Eisenhart fällt Christiane Hörbiger zum 70er das Urteil zwischen Rache und Gerechtigkeit über die Versuchung. Die Fernsehtragödie frei nach Dürrenmatts "Der Besuch der alten Dame" ist des ORFs Geburtstagsgeschenk.
An "das Heute" angepasst, an "die Zeit der Gier", die "die Weltwirtschaft in die Krise stürzt": So will ORF-Chef Alexander Wrabetz den klassischen Stoff Friedrich Dürrenmatts durch Nikolaus Leytners Verfilmung vom "Besuch der alten Dame" aktualisiert wissen. Die Neuverfilmung legt somit mehr Wert auf die Ausstaffierung der Charaktere – zulasten der Mehrschichtigkeit des Gedankenexperiments um Korruption und des Zurechtbiegens einer "eigenen Wahrheit".

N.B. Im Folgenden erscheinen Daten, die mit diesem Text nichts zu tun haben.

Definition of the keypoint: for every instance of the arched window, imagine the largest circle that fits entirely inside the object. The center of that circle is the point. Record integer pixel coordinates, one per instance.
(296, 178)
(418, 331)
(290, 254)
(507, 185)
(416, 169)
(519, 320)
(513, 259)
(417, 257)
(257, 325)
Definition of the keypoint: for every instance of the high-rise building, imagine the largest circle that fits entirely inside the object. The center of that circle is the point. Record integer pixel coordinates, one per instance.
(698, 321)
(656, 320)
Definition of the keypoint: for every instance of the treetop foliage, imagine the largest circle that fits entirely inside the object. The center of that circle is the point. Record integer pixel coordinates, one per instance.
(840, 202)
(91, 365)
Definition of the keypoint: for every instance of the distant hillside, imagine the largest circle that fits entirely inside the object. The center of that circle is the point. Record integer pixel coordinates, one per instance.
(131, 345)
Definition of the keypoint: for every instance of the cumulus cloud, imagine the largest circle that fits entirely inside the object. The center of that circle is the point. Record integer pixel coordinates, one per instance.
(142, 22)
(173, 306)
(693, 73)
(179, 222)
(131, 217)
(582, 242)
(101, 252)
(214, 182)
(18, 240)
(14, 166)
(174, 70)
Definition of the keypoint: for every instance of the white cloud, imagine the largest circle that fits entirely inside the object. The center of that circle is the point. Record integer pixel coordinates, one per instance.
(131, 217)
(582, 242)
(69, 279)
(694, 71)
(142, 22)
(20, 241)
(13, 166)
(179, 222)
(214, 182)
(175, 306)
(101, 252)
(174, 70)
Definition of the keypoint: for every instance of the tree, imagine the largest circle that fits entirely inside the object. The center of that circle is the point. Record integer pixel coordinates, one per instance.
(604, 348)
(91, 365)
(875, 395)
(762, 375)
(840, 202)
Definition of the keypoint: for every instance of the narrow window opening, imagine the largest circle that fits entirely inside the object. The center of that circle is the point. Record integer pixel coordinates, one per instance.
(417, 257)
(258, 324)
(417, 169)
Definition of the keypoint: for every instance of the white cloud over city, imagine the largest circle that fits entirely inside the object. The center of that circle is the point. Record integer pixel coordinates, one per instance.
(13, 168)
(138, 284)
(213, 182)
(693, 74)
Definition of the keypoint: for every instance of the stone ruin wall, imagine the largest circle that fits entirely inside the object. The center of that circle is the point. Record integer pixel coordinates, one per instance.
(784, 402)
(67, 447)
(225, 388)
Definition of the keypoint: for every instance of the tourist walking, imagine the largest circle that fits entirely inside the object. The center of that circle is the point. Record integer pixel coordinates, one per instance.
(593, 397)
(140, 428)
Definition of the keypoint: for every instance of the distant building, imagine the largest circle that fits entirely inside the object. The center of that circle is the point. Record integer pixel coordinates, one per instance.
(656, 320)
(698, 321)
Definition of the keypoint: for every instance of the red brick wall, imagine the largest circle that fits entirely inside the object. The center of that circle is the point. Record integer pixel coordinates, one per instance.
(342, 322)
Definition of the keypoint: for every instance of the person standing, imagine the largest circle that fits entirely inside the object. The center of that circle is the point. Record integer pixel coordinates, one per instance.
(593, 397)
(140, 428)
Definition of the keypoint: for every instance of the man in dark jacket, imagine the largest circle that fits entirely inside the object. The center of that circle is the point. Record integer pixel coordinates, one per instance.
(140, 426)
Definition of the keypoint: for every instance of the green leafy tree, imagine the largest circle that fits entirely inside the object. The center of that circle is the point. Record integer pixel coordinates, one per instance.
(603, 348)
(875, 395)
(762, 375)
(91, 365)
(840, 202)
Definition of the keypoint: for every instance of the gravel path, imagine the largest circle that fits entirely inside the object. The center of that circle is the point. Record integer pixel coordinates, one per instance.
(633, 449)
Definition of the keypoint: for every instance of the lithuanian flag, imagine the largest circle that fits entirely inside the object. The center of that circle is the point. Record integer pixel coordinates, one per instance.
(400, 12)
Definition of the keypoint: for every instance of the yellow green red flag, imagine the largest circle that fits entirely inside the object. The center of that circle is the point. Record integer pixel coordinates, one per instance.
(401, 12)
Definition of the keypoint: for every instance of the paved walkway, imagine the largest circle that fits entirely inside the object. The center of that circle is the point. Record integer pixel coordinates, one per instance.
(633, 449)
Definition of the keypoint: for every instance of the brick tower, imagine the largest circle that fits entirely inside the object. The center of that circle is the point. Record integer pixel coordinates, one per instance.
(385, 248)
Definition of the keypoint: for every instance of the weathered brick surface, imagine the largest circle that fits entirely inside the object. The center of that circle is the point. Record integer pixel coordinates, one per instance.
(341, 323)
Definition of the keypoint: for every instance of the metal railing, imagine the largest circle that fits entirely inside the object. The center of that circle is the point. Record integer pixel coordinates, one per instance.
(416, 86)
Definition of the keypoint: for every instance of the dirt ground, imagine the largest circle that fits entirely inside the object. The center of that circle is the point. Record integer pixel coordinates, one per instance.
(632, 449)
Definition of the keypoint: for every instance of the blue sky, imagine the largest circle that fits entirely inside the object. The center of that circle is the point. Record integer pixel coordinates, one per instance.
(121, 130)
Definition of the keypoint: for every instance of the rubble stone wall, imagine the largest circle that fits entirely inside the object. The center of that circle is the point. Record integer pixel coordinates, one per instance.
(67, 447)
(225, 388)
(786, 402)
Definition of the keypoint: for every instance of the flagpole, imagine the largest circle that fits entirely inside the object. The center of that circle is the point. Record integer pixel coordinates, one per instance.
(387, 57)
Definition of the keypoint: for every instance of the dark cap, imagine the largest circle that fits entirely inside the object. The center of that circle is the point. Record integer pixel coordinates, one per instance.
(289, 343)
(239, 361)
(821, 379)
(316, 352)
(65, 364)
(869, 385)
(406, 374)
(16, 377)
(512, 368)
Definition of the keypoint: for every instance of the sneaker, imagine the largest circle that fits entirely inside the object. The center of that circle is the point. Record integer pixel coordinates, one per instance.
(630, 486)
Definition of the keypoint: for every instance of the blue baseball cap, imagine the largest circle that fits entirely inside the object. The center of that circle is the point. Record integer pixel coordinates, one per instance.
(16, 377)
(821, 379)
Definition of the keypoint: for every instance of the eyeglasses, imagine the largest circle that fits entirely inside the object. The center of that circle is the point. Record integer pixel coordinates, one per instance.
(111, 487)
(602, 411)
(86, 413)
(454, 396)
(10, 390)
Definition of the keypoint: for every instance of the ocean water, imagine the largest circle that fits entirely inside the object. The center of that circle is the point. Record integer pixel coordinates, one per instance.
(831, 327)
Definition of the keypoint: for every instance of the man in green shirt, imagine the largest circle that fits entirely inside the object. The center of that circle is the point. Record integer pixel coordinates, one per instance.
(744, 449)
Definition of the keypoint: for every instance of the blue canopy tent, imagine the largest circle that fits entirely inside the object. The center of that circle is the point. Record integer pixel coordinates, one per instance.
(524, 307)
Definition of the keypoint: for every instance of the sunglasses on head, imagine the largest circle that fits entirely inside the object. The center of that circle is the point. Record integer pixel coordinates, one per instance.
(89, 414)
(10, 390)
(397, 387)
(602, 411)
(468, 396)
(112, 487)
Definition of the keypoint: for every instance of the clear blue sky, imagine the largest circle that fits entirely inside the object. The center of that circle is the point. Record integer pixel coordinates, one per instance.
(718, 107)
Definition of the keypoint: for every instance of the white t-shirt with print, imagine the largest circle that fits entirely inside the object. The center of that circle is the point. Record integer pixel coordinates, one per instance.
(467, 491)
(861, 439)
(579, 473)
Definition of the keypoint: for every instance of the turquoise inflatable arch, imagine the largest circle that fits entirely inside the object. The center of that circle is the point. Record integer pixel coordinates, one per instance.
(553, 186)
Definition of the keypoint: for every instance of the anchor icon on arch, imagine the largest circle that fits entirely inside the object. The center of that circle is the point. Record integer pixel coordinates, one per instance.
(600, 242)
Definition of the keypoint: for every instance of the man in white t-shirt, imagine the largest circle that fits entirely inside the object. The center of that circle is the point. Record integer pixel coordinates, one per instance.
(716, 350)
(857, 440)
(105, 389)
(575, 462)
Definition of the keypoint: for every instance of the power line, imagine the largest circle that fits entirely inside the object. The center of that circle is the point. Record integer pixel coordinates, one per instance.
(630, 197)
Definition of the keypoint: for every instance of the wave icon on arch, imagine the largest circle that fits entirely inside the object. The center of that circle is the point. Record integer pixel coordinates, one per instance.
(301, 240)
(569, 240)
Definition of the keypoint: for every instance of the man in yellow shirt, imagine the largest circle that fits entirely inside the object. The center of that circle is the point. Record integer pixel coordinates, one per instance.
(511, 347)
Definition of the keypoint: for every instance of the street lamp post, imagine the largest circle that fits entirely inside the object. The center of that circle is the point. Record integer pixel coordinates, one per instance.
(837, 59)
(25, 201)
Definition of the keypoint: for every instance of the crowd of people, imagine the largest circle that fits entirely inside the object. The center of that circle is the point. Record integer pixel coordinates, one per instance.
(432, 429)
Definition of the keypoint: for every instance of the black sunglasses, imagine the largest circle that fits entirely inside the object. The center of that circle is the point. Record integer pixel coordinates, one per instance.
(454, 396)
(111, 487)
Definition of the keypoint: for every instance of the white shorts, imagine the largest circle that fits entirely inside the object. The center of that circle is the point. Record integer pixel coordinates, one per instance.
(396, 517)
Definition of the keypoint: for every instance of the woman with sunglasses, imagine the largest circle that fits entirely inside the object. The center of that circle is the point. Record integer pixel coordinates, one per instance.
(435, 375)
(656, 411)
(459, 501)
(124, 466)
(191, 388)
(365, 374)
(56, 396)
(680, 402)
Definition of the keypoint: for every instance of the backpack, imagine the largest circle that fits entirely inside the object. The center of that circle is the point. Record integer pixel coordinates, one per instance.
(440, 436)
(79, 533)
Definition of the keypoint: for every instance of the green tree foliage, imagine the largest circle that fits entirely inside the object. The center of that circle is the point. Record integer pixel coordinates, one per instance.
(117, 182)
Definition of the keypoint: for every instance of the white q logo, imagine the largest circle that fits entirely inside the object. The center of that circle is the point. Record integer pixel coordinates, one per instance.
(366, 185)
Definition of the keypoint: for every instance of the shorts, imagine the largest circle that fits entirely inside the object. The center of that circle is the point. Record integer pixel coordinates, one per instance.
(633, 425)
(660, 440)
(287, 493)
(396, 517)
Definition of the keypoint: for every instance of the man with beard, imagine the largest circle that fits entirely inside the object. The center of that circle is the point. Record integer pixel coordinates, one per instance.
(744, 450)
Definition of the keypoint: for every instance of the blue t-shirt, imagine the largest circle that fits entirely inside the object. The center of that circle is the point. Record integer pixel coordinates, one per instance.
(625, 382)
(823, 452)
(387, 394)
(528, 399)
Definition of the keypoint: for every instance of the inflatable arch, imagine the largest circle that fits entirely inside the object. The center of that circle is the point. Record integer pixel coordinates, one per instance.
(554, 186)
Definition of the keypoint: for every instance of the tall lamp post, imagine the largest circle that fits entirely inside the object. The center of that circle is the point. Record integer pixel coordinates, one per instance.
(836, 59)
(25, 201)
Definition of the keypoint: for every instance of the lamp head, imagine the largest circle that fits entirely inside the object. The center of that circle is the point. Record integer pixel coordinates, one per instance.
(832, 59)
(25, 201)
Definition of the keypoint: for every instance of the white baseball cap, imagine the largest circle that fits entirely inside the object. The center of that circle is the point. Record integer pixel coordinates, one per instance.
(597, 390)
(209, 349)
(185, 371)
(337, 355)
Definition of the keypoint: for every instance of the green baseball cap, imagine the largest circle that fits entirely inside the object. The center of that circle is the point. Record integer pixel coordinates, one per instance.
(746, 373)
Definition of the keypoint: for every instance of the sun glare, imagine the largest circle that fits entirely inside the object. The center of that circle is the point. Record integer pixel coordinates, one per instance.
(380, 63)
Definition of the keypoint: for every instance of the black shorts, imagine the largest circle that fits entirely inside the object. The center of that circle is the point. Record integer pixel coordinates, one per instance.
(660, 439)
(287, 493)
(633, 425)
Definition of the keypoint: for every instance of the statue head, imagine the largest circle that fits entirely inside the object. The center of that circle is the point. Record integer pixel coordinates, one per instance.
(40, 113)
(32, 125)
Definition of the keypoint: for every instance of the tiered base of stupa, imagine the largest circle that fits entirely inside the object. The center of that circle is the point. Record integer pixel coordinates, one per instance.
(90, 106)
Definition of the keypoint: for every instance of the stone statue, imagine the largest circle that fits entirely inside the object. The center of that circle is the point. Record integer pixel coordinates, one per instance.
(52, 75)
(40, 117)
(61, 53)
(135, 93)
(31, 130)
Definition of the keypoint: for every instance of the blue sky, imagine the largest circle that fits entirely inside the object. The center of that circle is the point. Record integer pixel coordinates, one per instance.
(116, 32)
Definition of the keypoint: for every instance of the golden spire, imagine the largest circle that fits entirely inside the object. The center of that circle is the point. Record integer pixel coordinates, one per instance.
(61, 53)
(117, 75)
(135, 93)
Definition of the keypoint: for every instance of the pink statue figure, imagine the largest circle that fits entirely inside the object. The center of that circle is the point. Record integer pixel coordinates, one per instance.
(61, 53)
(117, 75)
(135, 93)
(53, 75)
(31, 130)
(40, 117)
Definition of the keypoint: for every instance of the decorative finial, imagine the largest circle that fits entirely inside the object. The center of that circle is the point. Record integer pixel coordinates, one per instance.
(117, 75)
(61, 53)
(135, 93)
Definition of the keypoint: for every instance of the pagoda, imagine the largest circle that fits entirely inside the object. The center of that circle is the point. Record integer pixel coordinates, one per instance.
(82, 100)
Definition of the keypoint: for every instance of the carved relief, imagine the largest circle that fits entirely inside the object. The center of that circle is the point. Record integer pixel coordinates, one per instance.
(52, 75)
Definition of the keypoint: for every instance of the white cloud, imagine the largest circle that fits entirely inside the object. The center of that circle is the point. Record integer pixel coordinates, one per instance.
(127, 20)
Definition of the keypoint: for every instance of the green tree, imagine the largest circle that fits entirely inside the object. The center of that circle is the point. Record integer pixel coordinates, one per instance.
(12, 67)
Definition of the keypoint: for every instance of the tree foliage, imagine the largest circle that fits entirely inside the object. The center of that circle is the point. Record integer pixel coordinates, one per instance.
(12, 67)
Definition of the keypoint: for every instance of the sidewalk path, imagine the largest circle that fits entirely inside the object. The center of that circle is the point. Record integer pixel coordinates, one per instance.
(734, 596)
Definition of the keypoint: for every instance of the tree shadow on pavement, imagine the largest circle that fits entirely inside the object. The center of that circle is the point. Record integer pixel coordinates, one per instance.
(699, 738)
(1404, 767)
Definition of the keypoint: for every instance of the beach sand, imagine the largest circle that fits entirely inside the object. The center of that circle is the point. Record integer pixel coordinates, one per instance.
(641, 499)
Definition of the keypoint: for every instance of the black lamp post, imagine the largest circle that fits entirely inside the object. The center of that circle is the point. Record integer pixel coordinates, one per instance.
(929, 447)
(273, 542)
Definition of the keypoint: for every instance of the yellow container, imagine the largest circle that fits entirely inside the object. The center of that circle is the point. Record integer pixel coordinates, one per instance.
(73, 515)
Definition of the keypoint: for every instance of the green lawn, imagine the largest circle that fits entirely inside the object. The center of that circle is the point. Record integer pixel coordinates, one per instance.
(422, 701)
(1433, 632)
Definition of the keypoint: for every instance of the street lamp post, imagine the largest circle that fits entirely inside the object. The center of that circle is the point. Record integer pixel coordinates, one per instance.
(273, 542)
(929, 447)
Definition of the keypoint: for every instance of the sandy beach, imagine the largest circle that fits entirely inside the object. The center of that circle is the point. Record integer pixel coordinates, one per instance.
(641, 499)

Leytner hüllt den wirtschaftlich ausgebluteten Handlungsort Güllen (im steirischen Eisenerz abgefilmt) in ein farblich unterkühltes Leichentuch. Christiane Hörbiger, der die Rolle auch durch die persönliche Bekanntschaft mit Dürrenmatt am Herzen liegt, interpretiert die steinreiche Claire Zachanassian passend darauf abgestimmt: Eisenhart und schmallippig kehrt das Mädchen von damals als Öl-Tychoonin zurück. Auf den Stock gestützt schleppt sie sich bitter durch das Kaff, deren Bewohner ihr unverzeihliches Unrecht antaten.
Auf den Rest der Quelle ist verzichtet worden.